Tenemos en el presente caso la parábola del buen samaritano. El sentido literal es claro: En primer lugar el legista había preguntado qué tenía que hacer para heredar vida eterna. El Señor, como buen Maestro, le hace ver que él ya sabe la respuesta. Y se contenta con el enunciado del doble mandamiento de amor a Dios y al prójimo. Pero el legista insiste: “¿Quién
es mi prójimo?”. Es fácil de ver que de la respuesta que se dé a esta pregunta depende la eficacia del mandamiento: si hay alguien que no es mi prójimo, entonces no hay obligación de amarlo. El mandamiento se ve amenazado de perder su vitalidad y tornarse inoperante. Ante esta situación ya no conviene responder con un enunciado, porque el problema no está tanto
en la inteligencia del que cuestiona, sino sobretodo en su voluntad. Por eso el Señor relata una historia, una parábola, que involucra al auditor y le pide tomar postura: ¿quién de estos tres te parece que fue prójimo? Como al samaritano se le conmovieron las entrañas, así el Señor pide al legista que responda dejando hablar a su corazón. Esto no significa que Jesús no esté dando una respuesta académica. La pregunta es académica y la respuesta magistral, es decir, de un maestro que dicta cátedra. Pero Jesús mantiene unidas ambas cosas: la doctrina y su vitalidad real, evitando la actitud de aquellos que hablan de cuestiones esenciales sin sentirse afectados ni involucrados. Una pregunta tal como ¿quién es mi prójimo? no debería tratarse de esa manera.

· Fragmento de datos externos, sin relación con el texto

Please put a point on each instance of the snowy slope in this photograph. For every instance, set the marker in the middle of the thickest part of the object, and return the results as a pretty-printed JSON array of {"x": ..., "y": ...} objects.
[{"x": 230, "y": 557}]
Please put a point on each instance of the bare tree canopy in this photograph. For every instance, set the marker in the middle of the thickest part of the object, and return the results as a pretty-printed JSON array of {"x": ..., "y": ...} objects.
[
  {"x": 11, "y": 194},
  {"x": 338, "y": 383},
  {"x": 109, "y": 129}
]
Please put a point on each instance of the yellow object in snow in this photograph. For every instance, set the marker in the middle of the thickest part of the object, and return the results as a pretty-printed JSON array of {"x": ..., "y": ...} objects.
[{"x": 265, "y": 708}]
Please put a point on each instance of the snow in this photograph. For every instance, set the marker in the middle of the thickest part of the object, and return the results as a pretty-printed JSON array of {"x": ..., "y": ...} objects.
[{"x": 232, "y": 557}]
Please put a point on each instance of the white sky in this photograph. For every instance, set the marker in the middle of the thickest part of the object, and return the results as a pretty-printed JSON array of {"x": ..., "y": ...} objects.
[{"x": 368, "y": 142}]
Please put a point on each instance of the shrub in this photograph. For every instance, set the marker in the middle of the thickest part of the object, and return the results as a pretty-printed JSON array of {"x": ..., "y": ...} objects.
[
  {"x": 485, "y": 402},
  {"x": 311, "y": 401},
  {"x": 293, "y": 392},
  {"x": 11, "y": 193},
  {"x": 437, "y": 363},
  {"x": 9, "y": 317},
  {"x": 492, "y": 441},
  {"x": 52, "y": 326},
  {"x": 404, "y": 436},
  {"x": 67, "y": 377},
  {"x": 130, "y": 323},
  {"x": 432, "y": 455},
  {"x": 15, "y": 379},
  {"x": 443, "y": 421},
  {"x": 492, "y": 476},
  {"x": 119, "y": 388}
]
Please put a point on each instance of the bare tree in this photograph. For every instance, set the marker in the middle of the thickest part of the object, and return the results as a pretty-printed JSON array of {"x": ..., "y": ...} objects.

Podemos avanzar en la interpretación de esta parábola y tratar de descubrir su significado espiritual. Los Padres de la Iglesia han descubierto en esta parábola una alegoría del misterio de la salvación. El hombre que bajaba de Jerusalén es Adán, y toda la humanidad junto con él, los bandidos que lo asaltan son los demonios que por el pecado lo han dejado medio muerto: es decir muerto en el alma aunque vivo en el cuerpo. El sacerdote y el levita representan a la antigua ley incapaz de salvar sin la gracia. Y el buen samaritano es Cristo que descendiendo desde el Padre se hizo hombre y vino a nuestro encuentro para salvarnos. Él cargó a aquel hombre herido sobre su montura, es decir cargó sobre su cuerpo nuestros pecados y el castigo que por ellos merecíamos: él tomó nuestras flaquezas y cargó con nuestras enfermedades (Is 53,4). Y curó sus llagas con aceite y vino: es decir, con el consuelo y la alegría que trae la esperanza de la vida eterna o -lo mismo- con los sacramentos. Y luego encomendó el cuidado al posadero, es decir a su Iglesia, hasta el momento de su regreso que esperamos al final de los tiempos cuando Cristo dé a cada uno según sus obras. Y le dio a su Iglesia para este tiempo dos denarios: es decir el doble mandamiento del amor a Dios y al prójimo, o también podemos interpretar su divinidad y su humanidad, o incluso los dones invisibles y visibles que como talentos la Iglesia debe poner al servicio de su Señor.